Gervais now joins the likes of Dave Chappelle, Kevin Hart and Jimmy Carr who have faced criticism — and in the case of Chappelle, physical attack — from those offended by jokes.

I watched Gervais’s Netflix special. It didn’t seem to me that he was mocking trans people. He was actually making a pointed and funny observation about our evolving concept of what the definition of a woman is. The joke, in other words, was on us. That’s why Gervais is different from comedians from the Seventies and Eighties such as Bernard Manning and Jim Davidson, whose comedy felt laced with genuine bigotry.

The worst of those comics amplified and endorsed hateful attitudes towards women and minorities. Even his harshest critics would not suggest that was Gervais’s intention.

If there is a criticism that can be levelled at Gervais’s stand-up material, it is not that it is offensive but that it is lazy and self-satisfied. I could have predicted the subjects and themes of his new show without having seen a second of it because they are always the same: there is no God, animals are better than humans, here are a few tweets people have sent me and isn’t cancel culture terrible, but I’m loaded so f**k you.

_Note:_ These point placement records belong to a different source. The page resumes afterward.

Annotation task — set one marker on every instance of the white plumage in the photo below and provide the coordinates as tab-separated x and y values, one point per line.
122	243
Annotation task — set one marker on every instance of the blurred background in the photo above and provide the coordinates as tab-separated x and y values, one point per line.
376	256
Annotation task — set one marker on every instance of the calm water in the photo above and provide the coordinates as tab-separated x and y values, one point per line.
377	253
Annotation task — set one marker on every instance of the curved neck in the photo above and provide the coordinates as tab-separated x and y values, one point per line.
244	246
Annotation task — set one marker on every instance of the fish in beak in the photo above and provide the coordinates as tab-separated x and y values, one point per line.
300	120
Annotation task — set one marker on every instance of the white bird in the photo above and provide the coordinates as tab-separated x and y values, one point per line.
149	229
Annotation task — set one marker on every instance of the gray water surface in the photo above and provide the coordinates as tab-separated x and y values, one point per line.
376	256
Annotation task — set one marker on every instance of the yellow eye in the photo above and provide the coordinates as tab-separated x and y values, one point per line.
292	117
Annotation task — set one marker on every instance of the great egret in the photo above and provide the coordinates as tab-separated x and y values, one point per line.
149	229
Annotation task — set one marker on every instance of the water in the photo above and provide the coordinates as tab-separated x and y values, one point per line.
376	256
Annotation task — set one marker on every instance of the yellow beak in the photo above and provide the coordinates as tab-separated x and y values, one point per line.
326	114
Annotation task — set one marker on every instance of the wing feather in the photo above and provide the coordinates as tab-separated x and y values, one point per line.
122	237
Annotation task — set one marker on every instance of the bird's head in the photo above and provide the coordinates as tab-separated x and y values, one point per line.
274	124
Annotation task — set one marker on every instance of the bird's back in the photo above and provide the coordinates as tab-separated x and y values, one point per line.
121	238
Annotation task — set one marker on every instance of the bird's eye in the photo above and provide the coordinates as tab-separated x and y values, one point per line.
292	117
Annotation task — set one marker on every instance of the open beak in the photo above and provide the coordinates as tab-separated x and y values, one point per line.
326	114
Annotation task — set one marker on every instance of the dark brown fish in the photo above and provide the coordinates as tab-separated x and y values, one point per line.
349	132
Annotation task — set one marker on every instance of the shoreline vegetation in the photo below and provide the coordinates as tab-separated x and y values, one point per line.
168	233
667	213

Gervais makes a great play of being brave in saying things that can’t be said — most controversially on trans people — but if he was truly brave and honest he would admit that his best work, The Office and Extras, was back when he was with Stephen Merchant. He did also strike gold with the hilarious, heart-breaking After Life, which finds humour in that darkest of subjects, death.

Those shows remind us that comedy at its best is neither cosy nor comfortable; it can explore and illuminate our taboos and obsessions from race, class and religion to sex and death. That is what we see in the comedy of Lenny Bruce, Richard Pryor, Chris Rock and, sometimes, Ricky Gervais, all very different performers but all believers that the comedy stage should not be a safe space.

In other news...

(Greg Allen/Invision/AP)

The highlight of my week was the news that Bruce Springsteen, above, and the E Street Band are embarking on a world tour next year. I can mark the seasons of my life through Springsteen tours.

It is almost six years to the week since they last played London. The first time I saw him in 1988, I was a teenager in Luton, in 1992 I skipped graduation day to see him, and in 1996 I had just started my first job. In 2009 my then-girlfriend agreed to come with me to see him at Glastonbury and then Hyde Park — the next day that I was convinced she was the right woman for me.

During lockdown I would watch YouTube videos of him performing in Hyde Park and gawp at the huge crowd and wonder when such gigs might return. I am already counting down the days till the stage lights dim and I am with the faithful joyfully dancing in the dark.